/data-quality-dashboard

Data Quality Dashboards display statistics on a collection of published data.

Primary LanguageJavaScriptOtherNOASSERTION

Data Quality Dashboard

Data Quality Dashboard provides access to, and displays statistics on, a collection of published data. This collection of data is logically related: for example, data published by a single government department, or a group of departments.

The Data Quality Dashboard has been developed in order to display data quality information on the 25K spend data published by the UK Government on data.gov.uk. You can see and interact with this instance of Data Quality Dashboard here. It is powered by a static database generated with Data Quality CLI that you can find here.

The Dashboard can be used for any published collection of data by following a few key steps.

Local development

# Get the code
git clone https://github.com/okfn/data-quality-dashboard.git

# Install the dependencies
npm install

# Just build the sources
npm run build

# Just run the server
npm run start

# View the app in your browser
open http://localhost:3000/

See the scripts section in package.json for more available commands.

Read on for details.

Application

The Data Quality Dashboard is a Node.js application written in ES6, largely using Express and React.

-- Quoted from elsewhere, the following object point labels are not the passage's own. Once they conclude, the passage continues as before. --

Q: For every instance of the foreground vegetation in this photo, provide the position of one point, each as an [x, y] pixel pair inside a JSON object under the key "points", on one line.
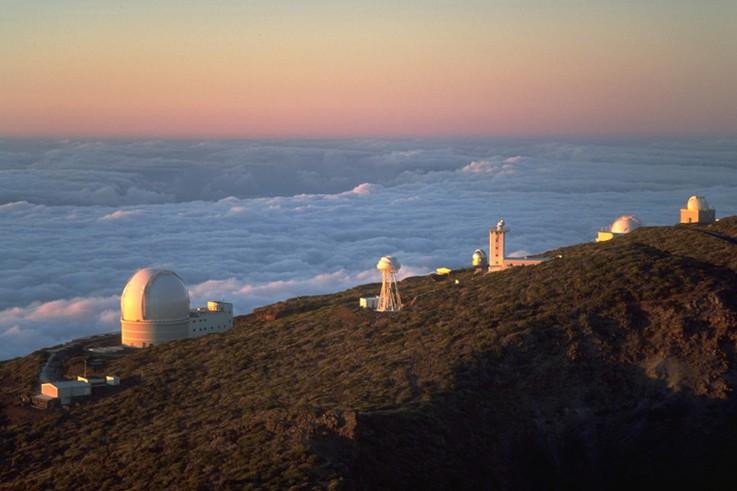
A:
{"points": [[611, 365]]}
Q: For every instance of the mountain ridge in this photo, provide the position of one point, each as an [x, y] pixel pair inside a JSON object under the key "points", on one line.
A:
{"points": [[611, 364]]}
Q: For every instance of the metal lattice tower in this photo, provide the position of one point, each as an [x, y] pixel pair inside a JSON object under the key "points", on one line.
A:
{"points": [[389, 299]]}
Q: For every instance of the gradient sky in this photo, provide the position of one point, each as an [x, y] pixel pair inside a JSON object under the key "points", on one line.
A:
{"points": [[348, 68]]}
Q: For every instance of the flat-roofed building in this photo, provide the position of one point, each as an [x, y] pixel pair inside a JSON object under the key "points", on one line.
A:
{"points": [[66, 390], [697, 210]]}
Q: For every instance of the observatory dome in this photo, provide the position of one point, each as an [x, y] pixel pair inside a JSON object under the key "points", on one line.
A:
{"points": [[697, 203], [154, 295], [625, 224], [388, 263]]}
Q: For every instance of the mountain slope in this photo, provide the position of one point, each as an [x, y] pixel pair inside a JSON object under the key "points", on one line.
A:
{"points": [[611, 364]]}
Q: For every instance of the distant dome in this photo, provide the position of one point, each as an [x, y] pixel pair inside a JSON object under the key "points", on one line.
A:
{"points": [[697, 203], [625, 224], [154, 295], [388, 263]]}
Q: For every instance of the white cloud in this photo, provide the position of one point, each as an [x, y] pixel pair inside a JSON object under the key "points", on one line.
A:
{"points": [[79, 218], [118, 214]]}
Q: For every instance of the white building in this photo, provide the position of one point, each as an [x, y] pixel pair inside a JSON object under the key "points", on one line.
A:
{"points": [[622, 225], [697, 210], [65, 390], [498, 259], [154, 308]]}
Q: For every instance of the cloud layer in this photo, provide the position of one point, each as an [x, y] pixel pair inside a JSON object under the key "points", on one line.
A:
{"points": [[255, 222]]}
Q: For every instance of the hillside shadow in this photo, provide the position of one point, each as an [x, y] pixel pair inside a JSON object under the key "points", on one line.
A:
{"points": [[510, 424]]}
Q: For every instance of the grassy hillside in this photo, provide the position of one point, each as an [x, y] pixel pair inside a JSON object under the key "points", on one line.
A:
{"points": [[612, 364]]}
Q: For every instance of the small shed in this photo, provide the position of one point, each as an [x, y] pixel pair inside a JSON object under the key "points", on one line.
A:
{"points": [[41, 401], [93, 381], [65, 390]]}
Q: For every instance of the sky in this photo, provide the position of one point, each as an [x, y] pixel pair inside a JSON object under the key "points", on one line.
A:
{"points": [[257, 221], [282, 69]]}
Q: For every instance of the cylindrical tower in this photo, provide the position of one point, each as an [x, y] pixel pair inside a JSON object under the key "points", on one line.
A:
{"points": [[389, 300], [154, 308], [478, 259]]}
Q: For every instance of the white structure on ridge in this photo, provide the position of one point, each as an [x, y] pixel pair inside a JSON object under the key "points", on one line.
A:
{"points": [[622, 225], [154, 308], [389, 300], [497, 251], [478, 259], [697, 211]]}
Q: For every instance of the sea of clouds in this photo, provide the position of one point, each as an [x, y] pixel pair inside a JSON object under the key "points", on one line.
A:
{"points": [[254, 222]]}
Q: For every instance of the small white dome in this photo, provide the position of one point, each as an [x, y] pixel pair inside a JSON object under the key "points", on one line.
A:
{"points": [[625, 224], [697, 203], [388, 263], [154, 294]]}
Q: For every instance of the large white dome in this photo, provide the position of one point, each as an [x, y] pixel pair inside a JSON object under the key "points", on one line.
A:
{"points": [[625, 224], [697, 203], [154, 295]]}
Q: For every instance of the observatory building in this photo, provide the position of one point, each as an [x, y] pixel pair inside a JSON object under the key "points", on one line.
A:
{"points": [[154, 308], [497, 251], [622, 225], [697, 211], [478, 259]]}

The app.backend module renders the basic views (using React on the server) and is responsible for preparing the data as JSON by parsing the CSV database. It also provides some simple routes for standard pages like FAQ and About.

The app.ui module is a React-Redux application for displaying the data to the user.

The codebase is written in Node.js-style CommonJS, using ES6 syntax. The app.ui code is bundled by (Webpack)[http://webpack.github.io/], and app.backend is transformed using Babel at runtime.

Remote deployment

We push to Heroku, and a postinstall script ensures that app.ui is bundled before the app is served. Make sure you set NPM_CONFIG_PRODUCTION=false to include devDependencies on Heroku.

Data

The Data Quality Dashboard reads data from a flat file storage, with data written to CSV and JSON. Any publicly available file storage will do, as long as the file naming and data structure of the files is consistent.

Currently, we run the database for the UK Spend Publishing Dashboard from a public repository on GitHub. This gives easy access to the files, and enables a version history of the database.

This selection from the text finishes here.